In a post on X on Friday, Finzer announced that OpenSea’s October trading volume exceeded $2.6 billion, more than 90% of which came from token trading, marking the beginning of the platform’s transformation to “trade everything.”
“We are building a universal interface for tokens, collectibles, culture, the entire digital and physical on-chain economy,” Finser told Cointelegraph. “The goal is simple: We need to be able to seamlessly transact on OpenSea on any chain while maintaining full control of our assets when they reside on-chain,” he added.
OpenSea is the first major NFT marketplace, launched in 2017 as a platform for buying, selling, and trading a variety of non-fungible tokens. The platform remained the dominant player in the space until early 2023, when it lost momentum due to a combination of the collapse of the overall NFT market and the rise of its main competitor, Blur.
In April this year, OpenSea successfully regained its lead in the NFT market, capturing over 40% of the total trading volume for the month. As of this writing, OpenSea is the largest NFT marketplace with a 51% market share, according to data tracker NFTScan.
Related: OpenSea Debuts NFT Reserve with CryptoPunk Purchases
From NFTs to on-chain trading hubs
Finzer said that OpenSea is currently positioning itself as an “interface layer for the entire on-chain economy” that integrates token trading, swaps and portfolio management across 22 blockchains.

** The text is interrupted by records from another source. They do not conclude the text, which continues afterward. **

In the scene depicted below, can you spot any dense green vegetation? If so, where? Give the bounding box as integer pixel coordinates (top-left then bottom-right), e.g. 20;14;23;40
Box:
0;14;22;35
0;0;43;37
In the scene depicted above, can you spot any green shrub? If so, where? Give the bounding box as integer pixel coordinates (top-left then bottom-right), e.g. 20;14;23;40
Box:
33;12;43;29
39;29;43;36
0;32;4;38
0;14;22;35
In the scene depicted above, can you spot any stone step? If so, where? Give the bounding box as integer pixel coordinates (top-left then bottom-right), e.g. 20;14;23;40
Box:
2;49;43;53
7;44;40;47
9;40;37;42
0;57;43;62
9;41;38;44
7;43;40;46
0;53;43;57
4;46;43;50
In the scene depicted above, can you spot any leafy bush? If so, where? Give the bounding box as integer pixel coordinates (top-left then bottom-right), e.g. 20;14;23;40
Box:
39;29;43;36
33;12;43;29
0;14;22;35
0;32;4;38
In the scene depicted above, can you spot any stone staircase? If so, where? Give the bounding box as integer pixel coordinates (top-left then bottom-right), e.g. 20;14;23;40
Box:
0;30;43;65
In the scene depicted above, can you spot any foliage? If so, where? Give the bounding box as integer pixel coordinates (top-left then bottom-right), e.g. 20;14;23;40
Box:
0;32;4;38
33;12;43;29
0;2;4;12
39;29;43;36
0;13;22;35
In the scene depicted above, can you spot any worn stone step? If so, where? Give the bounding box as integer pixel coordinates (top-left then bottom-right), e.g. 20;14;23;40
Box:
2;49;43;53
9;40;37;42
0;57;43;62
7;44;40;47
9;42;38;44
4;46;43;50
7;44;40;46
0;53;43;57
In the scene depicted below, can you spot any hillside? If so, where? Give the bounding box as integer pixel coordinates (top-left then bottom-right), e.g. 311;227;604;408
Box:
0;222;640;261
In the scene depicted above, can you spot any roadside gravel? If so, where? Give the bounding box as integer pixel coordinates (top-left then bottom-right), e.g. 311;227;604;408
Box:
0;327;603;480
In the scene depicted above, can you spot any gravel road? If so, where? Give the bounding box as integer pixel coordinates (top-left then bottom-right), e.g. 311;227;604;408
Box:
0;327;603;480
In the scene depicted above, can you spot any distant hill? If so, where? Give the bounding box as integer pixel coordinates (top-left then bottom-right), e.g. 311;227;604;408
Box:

He said users of the platform juggle multiple wallets, bridges and interfaces just to manage their portfolios. “We have brought to life the same infrastructure expertise that allows integrated NFT trading to unify all on-chain transactions. Now, users can exchange Solana to Ethereum, trade any token, and manage any asset, all in one place, without any complexity,” Finzer said.
The CEO positioned OpenSea as an alternative to both centralized and decentralized exchanges. “Unlike CEX, we store the keys. Unlike DEX, the complexity is invisible,” he said. “We aggregate liquidity across over 22 chains into one seamless experience.”
However, Finser rejected the idea that NFTs are currently secondary. “Everything on-chain is at the core of our business model, and that is ‘trading everything,’” he said.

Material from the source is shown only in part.